How to implement multiple custom sorting rules based on hyphen-delimited substrings?
Asked Answered
E

3

0

I have an array of filenames of this form:

"A - 1.2 - Floor Plan.PDF"

I need to sort the array first by the category at the beginning, in the following order:

1. Category: A
2. Category: ESC
3. Category: C
4. Category: M
5. Category: E
6. Category: P

Then I need to sort the array by the numbers following the category.

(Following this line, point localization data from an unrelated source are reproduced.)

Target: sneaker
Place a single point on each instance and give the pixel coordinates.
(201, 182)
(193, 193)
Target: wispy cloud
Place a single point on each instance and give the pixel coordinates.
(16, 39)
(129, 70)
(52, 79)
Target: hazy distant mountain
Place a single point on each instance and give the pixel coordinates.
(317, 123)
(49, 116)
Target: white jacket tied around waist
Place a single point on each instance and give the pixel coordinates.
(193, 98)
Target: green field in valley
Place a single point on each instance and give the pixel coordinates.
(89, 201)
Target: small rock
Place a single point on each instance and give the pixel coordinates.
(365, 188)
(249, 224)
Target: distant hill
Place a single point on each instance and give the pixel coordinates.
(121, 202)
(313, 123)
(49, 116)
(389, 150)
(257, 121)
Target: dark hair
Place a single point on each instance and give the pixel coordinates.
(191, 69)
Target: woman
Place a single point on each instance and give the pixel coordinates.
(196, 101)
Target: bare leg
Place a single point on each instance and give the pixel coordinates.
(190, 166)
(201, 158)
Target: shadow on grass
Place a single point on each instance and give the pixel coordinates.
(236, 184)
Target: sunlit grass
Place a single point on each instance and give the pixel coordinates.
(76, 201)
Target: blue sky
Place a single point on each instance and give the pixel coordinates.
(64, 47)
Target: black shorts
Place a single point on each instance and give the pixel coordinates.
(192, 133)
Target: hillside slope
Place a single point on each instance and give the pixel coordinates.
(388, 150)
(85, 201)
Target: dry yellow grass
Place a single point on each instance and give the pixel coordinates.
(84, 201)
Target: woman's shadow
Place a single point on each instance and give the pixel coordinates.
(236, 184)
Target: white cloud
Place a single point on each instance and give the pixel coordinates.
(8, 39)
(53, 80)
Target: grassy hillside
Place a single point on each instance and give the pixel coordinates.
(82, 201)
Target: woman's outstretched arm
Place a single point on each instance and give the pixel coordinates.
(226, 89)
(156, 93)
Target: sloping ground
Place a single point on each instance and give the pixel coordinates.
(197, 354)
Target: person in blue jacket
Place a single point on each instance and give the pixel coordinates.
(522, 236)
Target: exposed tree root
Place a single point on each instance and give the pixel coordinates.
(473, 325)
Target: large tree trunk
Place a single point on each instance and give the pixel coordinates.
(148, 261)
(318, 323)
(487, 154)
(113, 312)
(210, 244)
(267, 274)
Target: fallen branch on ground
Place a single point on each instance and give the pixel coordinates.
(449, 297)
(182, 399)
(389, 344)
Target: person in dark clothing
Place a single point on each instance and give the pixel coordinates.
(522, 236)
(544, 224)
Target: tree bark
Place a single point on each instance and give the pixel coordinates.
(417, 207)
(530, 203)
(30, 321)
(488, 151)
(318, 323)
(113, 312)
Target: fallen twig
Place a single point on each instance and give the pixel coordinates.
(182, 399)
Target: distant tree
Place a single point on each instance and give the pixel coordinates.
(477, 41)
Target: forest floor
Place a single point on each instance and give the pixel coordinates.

Here's an example of the array to be sorted:

$arr[0] = "A - 1.0 - Title Page.PDF";
$arr[1] = "A - 2.2 - Enlarged Floor Plans";
$arr[2] = "A - 2.1.0 - Structural Details.PDF";
$arr[3] = "E - 1.0 - Electrical Title Page.PDF";
$arr[4] = "A - 1.2 - Floor Plan.PDF";
$arr[5] = "P - 1.0 - Plumbing Title Page.PDF";
$arr[6] = "A - 2.1.1 - Structural Details.PDF";
$arr[7] = "C - 1.0 - Civil Title Page.PDF";
$arr[8] = "M - 1.0 - Mechanical Title Page.PDF";
$arr[9] = "ESC - 1.0 - Erosion Control Plan.PDF";

Ideally, this array would then become

$arr[0] = "A - 1.0 - Title Page.PDF";
$arr[1] = "A - 1.2 - Floor Plan.PDF";
$arr[2] = "A - 2.1.0 - Structural Details.PDF";
$arr[3] = "A - 2.1.1 - Structural Details.PDF";
$arr[4] = "A - 2.2 - Enlarged Floor Plans";
$arr[5] = "ESC - 1.0 - Erosion Control Plan.PDF";
$arr[6] = "C - 1.0 - Civil Title Page.PDF";
$arr[7] = "M - 1.0 - Mechanical Title Page.PDF";
$arr[8] = "E - 1.0 - Electrical Title Page.PDF";
$arr[9] = "P - 1.0 - Plumbing Title Page.PDF";

I have the following regular expression for grouping the file names appropriately:

^([A-Z]+?) ?- ?([0-9]+)\.([0-9]+)(\.([0-9]+))?.*$

I want the array sorted by group 1, then by group 2, then by group 3. If Group 5 exists, then sort last by group 5. Ignore group 4.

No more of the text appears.